How Can You Prove the Limit of (n-1/n) as n Approaches Infinity Equals 1?

[Ed Quanta]

How do you prove that the lim n->infinity (n-1/n)=1?

I know that the definition of convergence for a sequence xn is for all E>0, there exists an N is an element of the set of a natural numbers and there exists a n>=N, such that lxn-Ll<E.

Is it sufficient to just show that 1 is the least upper bound, and that

1- (n-1/n) <E and thus 1-E<(n-1/n) and then n-nE<n-1 and ultimately there is an n such that n-nE+1<n

 

[HallsofIvy]

I am tempted to say "you don't- it's not true!". But you mean (n+1)/n NOT
"n+(1/n)" which is how "n+ 1/n" would normally be interpreted.

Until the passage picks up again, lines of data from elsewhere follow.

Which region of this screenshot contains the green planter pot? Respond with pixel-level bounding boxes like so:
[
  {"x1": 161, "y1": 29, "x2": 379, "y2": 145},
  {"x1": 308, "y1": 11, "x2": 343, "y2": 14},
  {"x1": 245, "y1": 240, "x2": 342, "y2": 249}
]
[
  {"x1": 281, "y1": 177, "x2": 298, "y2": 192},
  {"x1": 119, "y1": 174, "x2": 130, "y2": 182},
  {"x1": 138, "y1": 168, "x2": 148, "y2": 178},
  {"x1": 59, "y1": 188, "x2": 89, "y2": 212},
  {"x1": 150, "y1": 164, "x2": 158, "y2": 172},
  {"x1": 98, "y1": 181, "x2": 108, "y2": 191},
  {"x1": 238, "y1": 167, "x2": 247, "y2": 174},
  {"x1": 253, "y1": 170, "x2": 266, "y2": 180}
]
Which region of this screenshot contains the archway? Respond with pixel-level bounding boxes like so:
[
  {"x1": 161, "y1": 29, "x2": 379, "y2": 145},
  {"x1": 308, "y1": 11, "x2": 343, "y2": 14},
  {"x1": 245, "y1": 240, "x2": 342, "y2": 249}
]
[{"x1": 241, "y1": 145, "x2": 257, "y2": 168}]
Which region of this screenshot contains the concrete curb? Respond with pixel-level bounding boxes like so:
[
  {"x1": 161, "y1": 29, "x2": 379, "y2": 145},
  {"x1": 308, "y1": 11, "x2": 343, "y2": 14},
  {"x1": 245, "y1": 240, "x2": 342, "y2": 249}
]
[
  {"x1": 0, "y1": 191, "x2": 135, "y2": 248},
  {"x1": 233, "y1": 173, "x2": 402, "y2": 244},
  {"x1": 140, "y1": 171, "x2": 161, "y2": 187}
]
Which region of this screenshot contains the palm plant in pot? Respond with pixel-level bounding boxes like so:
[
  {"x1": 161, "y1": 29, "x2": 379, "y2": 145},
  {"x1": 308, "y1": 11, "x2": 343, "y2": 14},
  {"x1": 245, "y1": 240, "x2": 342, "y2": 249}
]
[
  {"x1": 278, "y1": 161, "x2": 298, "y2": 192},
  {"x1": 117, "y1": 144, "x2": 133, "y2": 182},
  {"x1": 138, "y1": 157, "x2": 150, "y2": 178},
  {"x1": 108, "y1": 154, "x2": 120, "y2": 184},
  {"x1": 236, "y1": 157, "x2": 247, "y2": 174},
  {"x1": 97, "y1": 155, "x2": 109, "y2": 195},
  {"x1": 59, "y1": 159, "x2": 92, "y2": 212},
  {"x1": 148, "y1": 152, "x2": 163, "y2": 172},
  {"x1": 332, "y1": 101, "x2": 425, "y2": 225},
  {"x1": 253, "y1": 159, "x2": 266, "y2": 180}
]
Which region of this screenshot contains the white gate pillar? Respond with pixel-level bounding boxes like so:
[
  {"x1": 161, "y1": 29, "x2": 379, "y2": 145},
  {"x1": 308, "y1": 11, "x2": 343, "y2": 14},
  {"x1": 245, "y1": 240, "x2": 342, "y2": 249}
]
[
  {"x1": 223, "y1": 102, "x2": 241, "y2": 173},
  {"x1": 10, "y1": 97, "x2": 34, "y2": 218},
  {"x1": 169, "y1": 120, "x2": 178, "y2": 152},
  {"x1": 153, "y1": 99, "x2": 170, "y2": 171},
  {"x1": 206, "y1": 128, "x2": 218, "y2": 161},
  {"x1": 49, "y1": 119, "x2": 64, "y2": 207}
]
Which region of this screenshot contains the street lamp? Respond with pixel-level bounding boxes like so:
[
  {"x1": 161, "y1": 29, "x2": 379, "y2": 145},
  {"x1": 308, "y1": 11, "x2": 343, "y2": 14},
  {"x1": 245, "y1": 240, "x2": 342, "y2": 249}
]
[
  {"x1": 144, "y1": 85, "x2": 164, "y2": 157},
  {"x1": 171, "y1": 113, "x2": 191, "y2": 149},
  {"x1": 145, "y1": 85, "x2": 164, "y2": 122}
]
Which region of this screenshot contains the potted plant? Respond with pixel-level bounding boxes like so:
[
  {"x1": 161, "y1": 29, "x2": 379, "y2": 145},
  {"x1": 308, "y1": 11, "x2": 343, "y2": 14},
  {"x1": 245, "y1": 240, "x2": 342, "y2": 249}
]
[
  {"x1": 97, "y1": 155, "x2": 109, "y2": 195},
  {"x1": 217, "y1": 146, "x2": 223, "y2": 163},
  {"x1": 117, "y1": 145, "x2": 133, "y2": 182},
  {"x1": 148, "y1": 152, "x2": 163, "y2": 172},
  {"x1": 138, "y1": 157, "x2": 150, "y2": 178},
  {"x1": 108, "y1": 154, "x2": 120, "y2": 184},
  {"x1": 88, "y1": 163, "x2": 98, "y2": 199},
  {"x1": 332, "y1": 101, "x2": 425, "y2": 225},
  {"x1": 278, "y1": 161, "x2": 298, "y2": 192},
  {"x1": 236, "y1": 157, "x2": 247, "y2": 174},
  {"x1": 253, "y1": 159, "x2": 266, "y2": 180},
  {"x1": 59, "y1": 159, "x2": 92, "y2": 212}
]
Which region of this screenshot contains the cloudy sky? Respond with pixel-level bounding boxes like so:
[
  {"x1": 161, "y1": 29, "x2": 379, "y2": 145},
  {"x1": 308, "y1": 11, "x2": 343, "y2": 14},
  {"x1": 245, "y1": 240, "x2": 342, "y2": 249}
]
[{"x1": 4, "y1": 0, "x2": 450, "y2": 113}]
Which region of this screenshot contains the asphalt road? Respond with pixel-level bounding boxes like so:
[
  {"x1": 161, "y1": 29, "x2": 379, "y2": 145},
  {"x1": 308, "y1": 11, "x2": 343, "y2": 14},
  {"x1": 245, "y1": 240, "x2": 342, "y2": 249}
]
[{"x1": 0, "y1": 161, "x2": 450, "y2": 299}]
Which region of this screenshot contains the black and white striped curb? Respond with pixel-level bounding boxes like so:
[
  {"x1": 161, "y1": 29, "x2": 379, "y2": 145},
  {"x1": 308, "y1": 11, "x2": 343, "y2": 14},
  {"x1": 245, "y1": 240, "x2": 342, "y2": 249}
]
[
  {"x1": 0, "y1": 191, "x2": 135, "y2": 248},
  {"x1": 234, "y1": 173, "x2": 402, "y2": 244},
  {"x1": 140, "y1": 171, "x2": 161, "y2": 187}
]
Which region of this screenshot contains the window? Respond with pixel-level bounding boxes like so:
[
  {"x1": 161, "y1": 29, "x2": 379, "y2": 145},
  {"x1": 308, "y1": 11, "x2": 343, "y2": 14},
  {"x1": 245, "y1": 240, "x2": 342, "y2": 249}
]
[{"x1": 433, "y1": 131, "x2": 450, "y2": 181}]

(n+1)/n= 1+ 1/n . It should be easy for you to prove that 1/n-> 0 as n-> infinity.

Yes, you can do it as |1- (n-1)/n|= |(n-n+1)/n|= 1/n< E- that's much simpler than
multiplying by the denominator,n, before simplifying.

 

[M98Ranger]

and so there exists an N is an element of the set of a natural numbers and there exists a n>=N, such that l(n-1/n)-1l<E?

Yes, your approach seems correct. To prove that the limit of (n-1/n) as n approaches infinity is 1, we need to show that for any given epsilon (E), there exists a natural number N such that for all n>=N, the difference between (n-1/n) and 1 is less than E.

In your proof, you have shown that for any given E, there exists a natural number N (specifically, N = 1/E) such that for all n>=N, the difference between (n-1/n) and 1 is less than E. This is exactly what we need to show for convergence.

So, yes, your approach is sufficient to prove that the limit of (n-1/n) as n approaches infinity is 1.